We haven't gotten around for adding support for isolation forest in FIL. So the error is expected.

hcho3 commented 2 weeks ago

Update: the experimental version of FIL is now compatible with IsolationForest.

import numpy as np
import treelite
from sklearn.ensemble import IsolationForest
from cuml.experimental import ForestInference

n_samples, n_outliers = 120, 40
rng = np.random.RandomState(0)
covariance = np.array([[0.5, -0.1], [0.7, 0.4]])
cluster_1 = 0.4 * rng.randn(n_samples, 2) @ covariance + np.array([2, 2])  # general
cluster_2 = 0.3 * rng.randn(n_samples, 2) + np.array([-2, -2])  # spherical
outliers = rng.uniform(low=-4, high=4, size=(n_outliers, 2))

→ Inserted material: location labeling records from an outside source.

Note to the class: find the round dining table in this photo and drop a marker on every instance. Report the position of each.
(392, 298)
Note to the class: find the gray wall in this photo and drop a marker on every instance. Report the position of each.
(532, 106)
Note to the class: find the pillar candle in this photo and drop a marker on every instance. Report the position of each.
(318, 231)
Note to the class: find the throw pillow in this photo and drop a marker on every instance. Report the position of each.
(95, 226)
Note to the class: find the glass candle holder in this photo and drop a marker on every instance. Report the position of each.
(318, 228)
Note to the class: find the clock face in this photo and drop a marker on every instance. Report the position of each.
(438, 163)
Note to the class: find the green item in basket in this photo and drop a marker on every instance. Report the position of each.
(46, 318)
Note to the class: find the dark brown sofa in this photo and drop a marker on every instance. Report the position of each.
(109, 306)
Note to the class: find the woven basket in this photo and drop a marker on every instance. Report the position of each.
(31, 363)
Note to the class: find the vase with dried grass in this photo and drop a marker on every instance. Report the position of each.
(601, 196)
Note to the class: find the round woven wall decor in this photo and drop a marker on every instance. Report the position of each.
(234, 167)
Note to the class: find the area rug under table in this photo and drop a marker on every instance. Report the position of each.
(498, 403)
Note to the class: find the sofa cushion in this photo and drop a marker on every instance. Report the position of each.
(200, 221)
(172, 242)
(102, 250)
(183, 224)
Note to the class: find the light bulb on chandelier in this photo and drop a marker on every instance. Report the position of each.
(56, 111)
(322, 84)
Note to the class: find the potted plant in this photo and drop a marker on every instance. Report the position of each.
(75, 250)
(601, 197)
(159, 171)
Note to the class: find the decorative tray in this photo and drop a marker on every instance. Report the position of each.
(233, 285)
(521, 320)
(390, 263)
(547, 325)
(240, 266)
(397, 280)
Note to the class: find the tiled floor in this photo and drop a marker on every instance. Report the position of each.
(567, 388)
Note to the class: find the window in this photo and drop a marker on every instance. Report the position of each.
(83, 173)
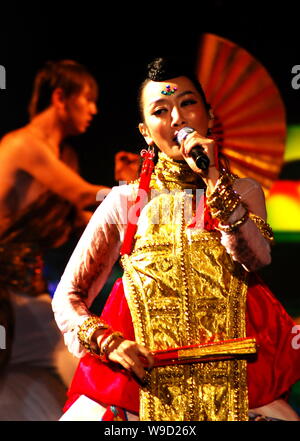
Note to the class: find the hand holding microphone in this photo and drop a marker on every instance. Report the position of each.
(197, 153)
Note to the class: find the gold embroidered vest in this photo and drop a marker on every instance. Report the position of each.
(183, 288)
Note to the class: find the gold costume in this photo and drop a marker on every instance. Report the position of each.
(183, 288)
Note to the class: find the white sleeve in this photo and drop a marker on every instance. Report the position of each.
(89, 266)
(247, 245)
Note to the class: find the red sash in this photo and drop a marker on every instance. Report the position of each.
(275, 369)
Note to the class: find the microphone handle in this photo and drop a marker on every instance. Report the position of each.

X = np.concatenate([cluster_1, cluster_2, outliers]).astype("float32")
y = np.concatenate(
    [np.ones((2 * n_samples), dtype=int), -np.ones((n_outliers), dtype=int)]
)

clf = IsolationForest(max_samples=100, random_state=0)
clf.fit(X)

expected_pred = -clf.score_samples(X).reshape((-1, 1))

fm = ForestInference.load_from_sklearn(clf, output_class=False)
out_pred = fm.predict(X)
np.testing.assert_almost_equal(out_pred, expected_pred, decimal=3)

Note that currently FIL matches the output of score_samples, not decision_function.